Financial services lobbyists, though, give the twin lobbying drives high marks. "The chamber has been a critical factor because of the amount of resources they have put into both issues," said Dave Franasiak, a lobbyist at Williams & Jensen whose clients include several big hedge funds and other financial giants.

The chamber started to spend big money early last fall on print and radio ads, both inside and outside the Beltway, to try to block the creation of an agency that would have power to regulate abuses by credit card companies and mortgage lenders. To date, the chamber-led coalition (which includes such powerful interests as the Business Roundtable and the Financial Services Roundtable) has poured close to $5 million into ads condemning the concept of a consumer-protection agency.

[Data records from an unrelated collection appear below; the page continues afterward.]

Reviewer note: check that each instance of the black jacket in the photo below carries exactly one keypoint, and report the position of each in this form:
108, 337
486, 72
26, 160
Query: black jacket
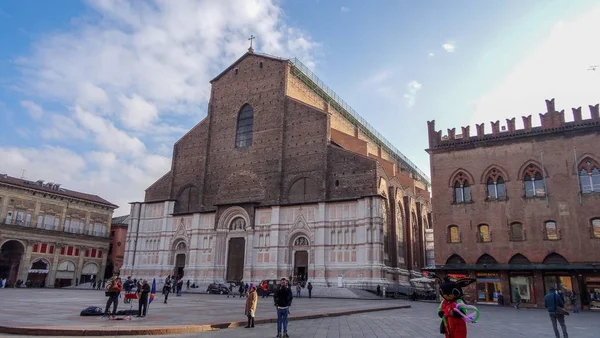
283, 297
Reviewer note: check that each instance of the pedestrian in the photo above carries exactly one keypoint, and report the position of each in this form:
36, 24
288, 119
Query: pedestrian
283, 300
251, 301
113, 291
574, 300
167, 289
143, 299
517, 299
555, 306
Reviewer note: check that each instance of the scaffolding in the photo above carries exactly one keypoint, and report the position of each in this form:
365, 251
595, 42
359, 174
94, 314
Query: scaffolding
320, 88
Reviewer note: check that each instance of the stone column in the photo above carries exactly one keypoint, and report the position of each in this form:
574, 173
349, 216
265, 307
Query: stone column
103, 266
25, 262
53, 266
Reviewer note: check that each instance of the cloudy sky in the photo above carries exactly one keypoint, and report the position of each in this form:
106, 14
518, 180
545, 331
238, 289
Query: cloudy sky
93, 94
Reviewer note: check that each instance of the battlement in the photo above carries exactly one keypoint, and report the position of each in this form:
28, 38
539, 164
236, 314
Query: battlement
551, 121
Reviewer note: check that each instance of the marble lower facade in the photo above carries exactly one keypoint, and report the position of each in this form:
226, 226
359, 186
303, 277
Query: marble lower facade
319, 242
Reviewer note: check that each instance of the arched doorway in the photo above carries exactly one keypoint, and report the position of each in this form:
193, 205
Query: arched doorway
301, 247
88, 273
10, 257
65, 274
38, 273
235, 260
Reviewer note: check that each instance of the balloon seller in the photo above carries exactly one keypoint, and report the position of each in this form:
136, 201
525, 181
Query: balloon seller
455, 313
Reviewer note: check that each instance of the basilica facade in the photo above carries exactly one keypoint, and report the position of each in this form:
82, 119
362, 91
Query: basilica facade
282, 178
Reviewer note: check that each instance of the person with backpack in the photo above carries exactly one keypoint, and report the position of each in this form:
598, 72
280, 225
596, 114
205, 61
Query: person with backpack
112, 291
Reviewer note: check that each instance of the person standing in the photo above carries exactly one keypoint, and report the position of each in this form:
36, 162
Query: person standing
283, 300
553, 302
113, 291
167, 289
144, 291
517, 299
251, 302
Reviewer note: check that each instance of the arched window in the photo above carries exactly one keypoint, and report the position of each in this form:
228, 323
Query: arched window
462, 189
596, 228
589, 176
551, 231
243, 135
453, 235
534, 182
516, 232
483, 233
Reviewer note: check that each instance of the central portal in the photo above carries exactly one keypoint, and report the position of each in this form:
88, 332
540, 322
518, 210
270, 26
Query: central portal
235, 260
301, 265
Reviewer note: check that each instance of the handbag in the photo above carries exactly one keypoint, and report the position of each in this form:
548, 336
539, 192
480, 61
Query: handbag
560, 310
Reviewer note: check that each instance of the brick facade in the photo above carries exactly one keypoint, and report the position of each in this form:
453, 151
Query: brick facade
564, 252
300, 167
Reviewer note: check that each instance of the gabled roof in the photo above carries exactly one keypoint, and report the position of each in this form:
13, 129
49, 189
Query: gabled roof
23, 183
266, 56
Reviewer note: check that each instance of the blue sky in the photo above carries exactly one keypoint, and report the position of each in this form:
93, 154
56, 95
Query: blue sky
93, 94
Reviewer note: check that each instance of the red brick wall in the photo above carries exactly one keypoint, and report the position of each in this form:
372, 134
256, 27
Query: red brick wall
510, 156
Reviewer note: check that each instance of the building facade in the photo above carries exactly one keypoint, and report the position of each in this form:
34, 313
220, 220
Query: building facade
50, 236
519, 209
282, 178
116, 249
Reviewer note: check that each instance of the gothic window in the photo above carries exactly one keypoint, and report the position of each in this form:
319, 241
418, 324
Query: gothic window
496, 188
453, 235
462, 189
483, 233
516, 232
243, 136
589, 176
596, 227
551, 231
301, 241
534, 182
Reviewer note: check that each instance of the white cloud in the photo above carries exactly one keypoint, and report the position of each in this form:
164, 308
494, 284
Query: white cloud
137, 113
412, 88
35, 111
554, 68
449, 47
135, 77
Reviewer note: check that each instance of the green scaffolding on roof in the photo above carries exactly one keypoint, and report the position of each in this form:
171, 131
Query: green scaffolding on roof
320, 88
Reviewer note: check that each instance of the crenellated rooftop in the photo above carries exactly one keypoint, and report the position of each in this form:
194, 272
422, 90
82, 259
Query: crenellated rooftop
551, 121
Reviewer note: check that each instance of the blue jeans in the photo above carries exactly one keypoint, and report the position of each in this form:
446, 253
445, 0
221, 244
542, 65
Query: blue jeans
282, 320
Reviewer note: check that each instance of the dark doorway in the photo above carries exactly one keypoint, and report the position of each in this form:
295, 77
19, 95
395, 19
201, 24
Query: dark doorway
10, 257
179, 265
235, 260
301, 265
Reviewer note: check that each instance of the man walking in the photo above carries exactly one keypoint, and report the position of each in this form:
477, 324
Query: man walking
144, 291
283, 300
554, 304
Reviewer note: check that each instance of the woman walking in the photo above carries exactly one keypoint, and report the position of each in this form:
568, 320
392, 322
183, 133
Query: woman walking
251, 301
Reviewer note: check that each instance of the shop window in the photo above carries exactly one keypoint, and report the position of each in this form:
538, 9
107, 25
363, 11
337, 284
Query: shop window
589, 176
453, 235
551, 231
596, 228
534, 182
516, 232
523, 287
483, 233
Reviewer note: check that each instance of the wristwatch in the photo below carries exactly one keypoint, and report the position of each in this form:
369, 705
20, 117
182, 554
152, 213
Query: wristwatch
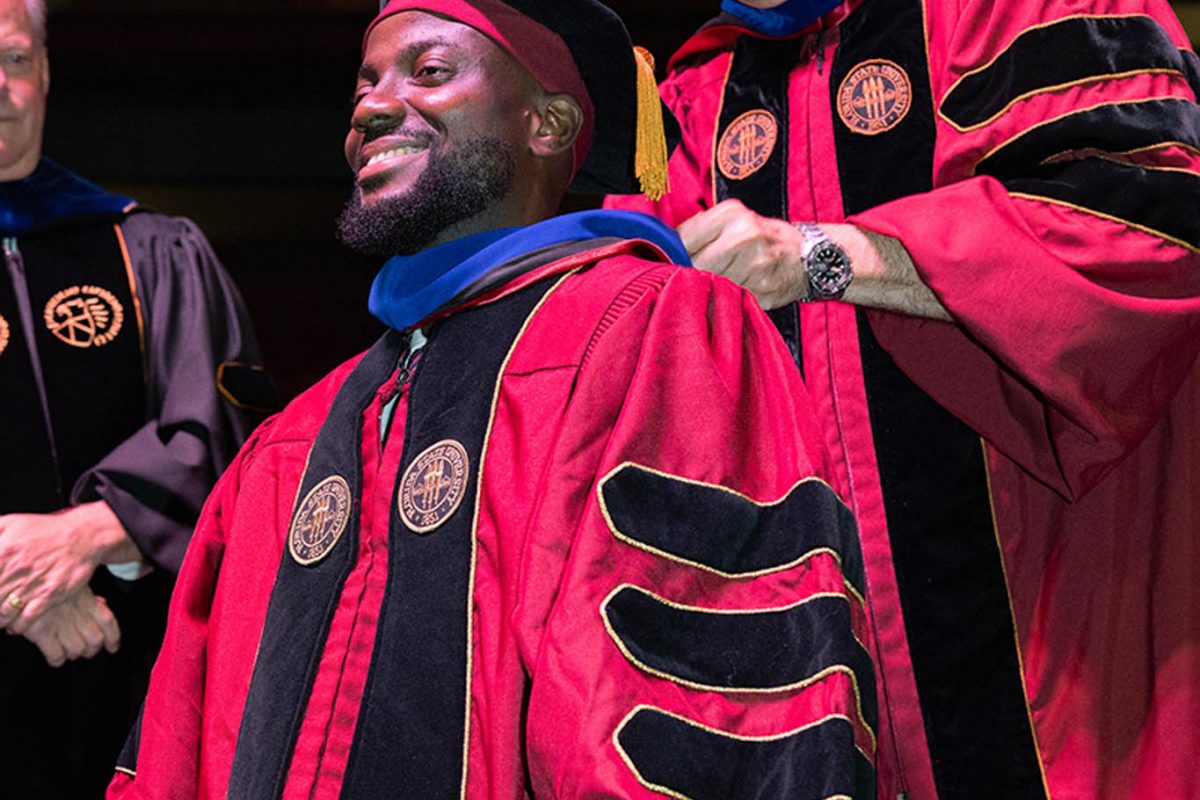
826, 265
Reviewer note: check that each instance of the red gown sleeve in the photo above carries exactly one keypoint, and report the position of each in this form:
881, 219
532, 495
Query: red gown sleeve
1061, 233
701, 585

This month, the group launched a new round of Washington-area print ads, WTOP Radio spots, and online ads.

Since Labor Day, the chamber has generated 215,000 letters to Capitol Hill including 40,000 just this month, said David Hirschmann, who runs the chamber's Center for Capital Markets. "The bill is overly broad, with unprecedented powers," he said, adding that his group's grassroots and "grass-tops" lobbying has been aimed at "mobilizing chamber members and friends who clearly understand the stakes here."

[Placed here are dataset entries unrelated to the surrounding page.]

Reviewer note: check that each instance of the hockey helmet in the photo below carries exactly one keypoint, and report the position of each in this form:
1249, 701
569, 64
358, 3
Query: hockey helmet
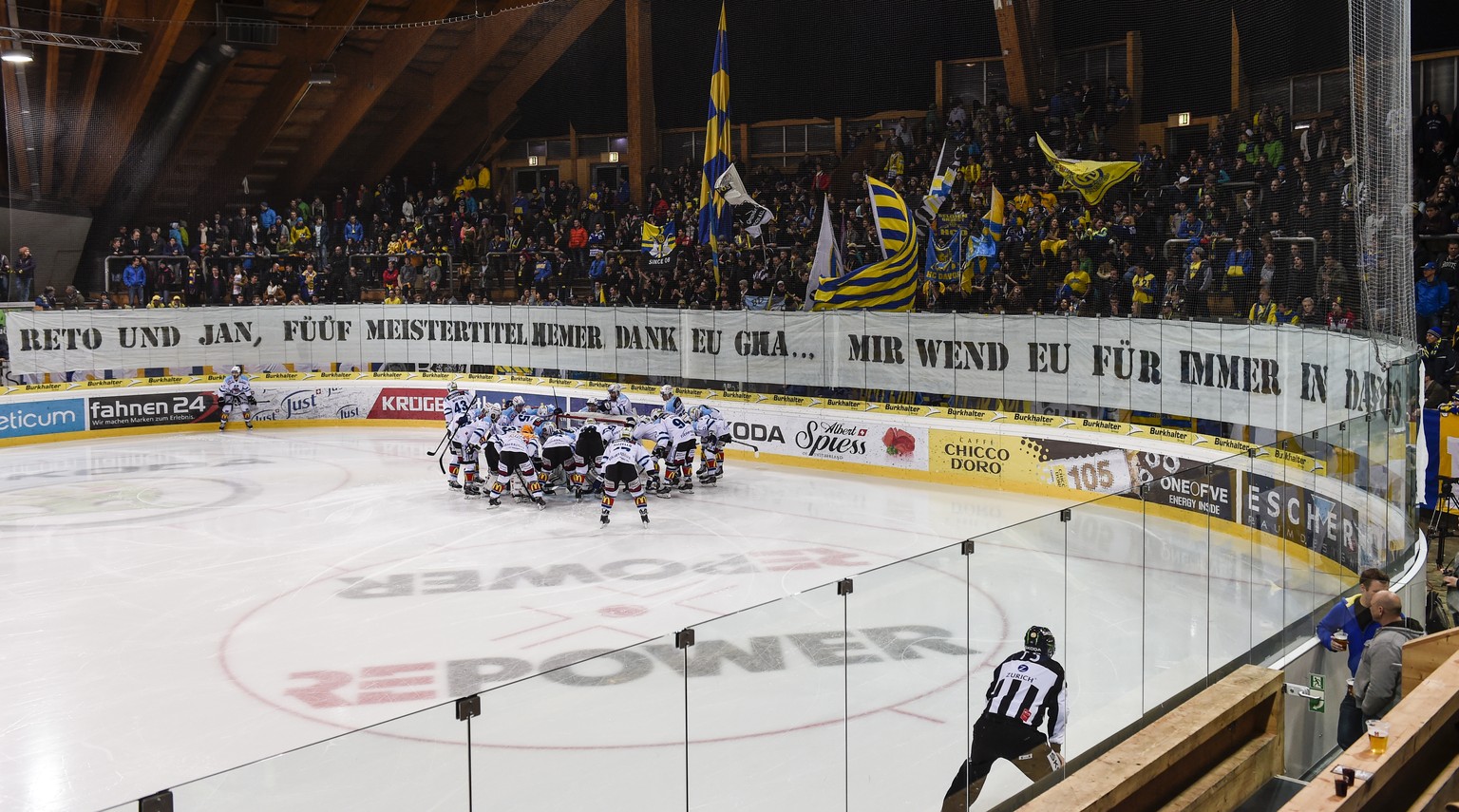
1039, 639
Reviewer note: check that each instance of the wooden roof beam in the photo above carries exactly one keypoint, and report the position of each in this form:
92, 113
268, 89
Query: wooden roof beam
108, 150
78, 141
279, 100
441, 90
501, 104
365, 78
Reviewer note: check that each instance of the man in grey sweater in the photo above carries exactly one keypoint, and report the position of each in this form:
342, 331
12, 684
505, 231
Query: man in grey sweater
1377, 684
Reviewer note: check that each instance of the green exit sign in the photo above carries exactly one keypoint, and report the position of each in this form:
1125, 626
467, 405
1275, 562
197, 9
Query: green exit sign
1317, 683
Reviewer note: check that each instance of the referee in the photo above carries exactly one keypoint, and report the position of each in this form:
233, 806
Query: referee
1028, 691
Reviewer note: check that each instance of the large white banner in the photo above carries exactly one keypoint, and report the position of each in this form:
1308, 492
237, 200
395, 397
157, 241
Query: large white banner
1293, 379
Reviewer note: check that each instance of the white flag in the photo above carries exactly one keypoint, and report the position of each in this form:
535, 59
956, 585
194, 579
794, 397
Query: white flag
827, 256
731, 187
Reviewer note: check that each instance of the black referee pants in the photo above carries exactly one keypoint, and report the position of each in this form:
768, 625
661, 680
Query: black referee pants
994, 738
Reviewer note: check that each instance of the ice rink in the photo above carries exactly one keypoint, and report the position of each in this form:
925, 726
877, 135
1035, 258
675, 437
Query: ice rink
176, 605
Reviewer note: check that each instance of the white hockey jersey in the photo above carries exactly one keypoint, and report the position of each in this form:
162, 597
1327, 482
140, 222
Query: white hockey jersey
236, 389
519, 442
645, 430
625, 451
454, 404
563, 438
620, 406
711, 427
674, 430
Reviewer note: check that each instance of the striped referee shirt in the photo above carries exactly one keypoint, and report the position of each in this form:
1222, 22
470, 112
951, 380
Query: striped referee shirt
1029, 687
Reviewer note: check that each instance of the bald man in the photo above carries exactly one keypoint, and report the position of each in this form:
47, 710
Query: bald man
1377, 686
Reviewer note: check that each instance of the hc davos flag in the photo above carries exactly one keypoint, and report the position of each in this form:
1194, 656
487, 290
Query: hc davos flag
982, 255
713, 220
658, 242
1091, 179
889, 285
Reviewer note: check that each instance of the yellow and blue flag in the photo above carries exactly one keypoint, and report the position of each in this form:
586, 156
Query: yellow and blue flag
982, 251
658, 242
1091, 179
889, 285
713, 219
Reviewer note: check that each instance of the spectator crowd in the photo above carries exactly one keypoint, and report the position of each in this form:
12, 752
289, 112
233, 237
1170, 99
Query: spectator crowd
1254, 225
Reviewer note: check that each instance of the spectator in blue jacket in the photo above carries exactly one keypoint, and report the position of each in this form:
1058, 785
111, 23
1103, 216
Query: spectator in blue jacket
1353, 617
1431, 299
136, 280
353, 235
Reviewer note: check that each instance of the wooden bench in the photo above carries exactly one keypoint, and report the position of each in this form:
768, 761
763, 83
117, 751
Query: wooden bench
1208, 754
1418, 770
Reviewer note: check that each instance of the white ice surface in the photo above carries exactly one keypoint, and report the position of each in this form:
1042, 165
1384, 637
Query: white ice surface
179, 605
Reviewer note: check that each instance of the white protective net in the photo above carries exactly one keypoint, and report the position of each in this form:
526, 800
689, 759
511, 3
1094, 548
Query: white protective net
1380, 182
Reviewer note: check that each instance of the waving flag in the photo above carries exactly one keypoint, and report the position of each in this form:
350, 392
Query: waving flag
889, 285
827, 256
713, 222
1091, 179
658, 242
982, 255
941, 187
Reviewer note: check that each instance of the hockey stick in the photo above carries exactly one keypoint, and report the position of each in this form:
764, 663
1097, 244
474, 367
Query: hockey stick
751, 446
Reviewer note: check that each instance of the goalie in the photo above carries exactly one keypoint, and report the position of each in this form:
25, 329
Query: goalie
236, 392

Hirschmann also pointed out that over the past six months, the chamber has hosted events in Terre Haute, Ind., and Sioux Falls, S.D., to spur senatorial opposition to the consumer agency. The group has also created a website, StoptheCFPA.com, which depicts the proposed agency as a "massive" new bureaucracy that would hurt small-business owners.

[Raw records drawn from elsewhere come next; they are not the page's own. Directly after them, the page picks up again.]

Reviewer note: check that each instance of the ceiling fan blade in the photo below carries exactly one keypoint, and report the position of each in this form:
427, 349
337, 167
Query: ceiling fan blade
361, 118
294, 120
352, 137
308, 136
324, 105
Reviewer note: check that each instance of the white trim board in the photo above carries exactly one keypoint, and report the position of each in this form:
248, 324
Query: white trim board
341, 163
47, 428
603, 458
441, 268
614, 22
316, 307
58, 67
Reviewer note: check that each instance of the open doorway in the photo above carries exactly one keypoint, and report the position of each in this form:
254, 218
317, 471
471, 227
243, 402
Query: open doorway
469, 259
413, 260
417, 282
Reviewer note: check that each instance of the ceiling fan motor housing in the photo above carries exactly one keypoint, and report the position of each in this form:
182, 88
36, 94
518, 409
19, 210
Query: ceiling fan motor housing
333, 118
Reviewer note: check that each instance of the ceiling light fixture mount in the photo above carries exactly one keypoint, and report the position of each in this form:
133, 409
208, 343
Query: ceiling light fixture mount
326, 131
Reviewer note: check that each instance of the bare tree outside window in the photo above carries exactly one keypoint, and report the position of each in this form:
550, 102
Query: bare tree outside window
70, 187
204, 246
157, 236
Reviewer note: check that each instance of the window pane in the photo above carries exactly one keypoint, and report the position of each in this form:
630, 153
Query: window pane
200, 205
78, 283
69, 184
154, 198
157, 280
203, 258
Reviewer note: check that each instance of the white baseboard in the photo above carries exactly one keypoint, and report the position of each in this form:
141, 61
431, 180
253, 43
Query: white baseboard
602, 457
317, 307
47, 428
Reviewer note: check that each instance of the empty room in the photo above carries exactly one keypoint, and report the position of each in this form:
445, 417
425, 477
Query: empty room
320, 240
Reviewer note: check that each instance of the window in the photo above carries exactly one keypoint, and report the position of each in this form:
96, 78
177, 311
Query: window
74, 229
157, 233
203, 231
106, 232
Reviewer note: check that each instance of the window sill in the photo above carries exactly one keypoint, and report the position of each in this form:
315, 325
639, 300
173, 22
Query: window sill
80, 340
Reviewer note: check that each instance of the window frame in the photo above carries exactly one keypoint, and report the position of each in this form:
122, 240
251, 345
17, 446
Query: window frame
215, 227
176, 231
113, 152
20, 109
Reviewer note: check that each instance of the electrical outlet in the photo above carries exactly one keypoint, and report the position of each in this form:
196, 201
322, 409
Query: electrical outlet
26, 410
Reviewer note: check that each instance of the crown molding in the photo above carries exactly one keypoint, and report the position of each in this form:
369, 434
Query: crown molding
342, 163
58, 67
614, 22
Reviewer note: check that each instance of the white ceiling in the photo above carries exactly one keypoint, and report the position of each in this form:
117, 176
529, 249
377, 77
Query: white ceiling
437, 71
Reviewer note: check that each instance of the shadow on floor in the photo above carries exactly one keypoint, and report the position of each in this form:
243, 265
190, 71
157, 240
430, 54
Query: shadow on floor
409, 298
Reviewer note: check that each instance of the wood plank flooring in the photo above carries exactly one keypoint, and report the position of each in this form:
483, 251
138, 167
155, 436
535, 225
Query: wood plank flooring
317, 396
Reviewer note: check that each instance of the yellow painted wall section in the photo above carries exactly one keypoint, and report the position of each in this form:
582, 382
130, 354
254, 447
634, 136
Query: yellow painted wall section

Other powerful financial service groups are mounting their own drives to kill the consumer-protection agency. The American Bankers Association in mid-March brought 1,000 members to town for two days of meetings with lawmakers on regulatory reform issues, and the consumer agency was high on its hit list. Floyd Stoner, a top ABA lobbyist, said that his group remains very concerned about a new agency, even if it is placed inside the Federal Reserve, because it would have very large powers and its director would be largely independent.

The chamber launched its end-user coalition last fall, when a few large Wall Street banks and one prominent insurer, AIG, were facing very stiff criticism on Capitol Hill because of their heavy losses in derivatives that helped to drive the Wall Street meltdown in fall 2008. The coalition includes the Business Roundtable, the Edison Electric Institute, and the National Association of Manufacturers. Together, the associations represented scores of corporations, ranging from Caterpillar to IBM to 3M, that use derivatives to hedge risks against fluctuations in currency and commodity prices.

This week's Senate lobbying blitz by corporate treasurers, including representatives from Boeing and FMC, stressed that new regulations should "preserve the ability of corporate users to manage their legitimate business risks," Hirschmann said.

He added that derivatives end users, which make up about 10 percent of the $600 trillion derivatives market, are especially worried that the Senate bill might require cash as collateral in derivatives trades that involve currency or other business interests. Blocking such a requirement, he continued, "is Main Street's interest in the derivatives battle." The corporate treasurers had scheduled meetings with several key senators, including Lincoln and Richard Shelby R-Ala., the ranking member on Senate Banking.

Franasiak of Williams & Jensen stressed that the lobbying by the chamber and other financial interests in recent weeks has been "frenetic" around the entire derivatives issue, adding that although the House bill provided end users with a "workable solution, the jury is still out in terms of what the Senate will do."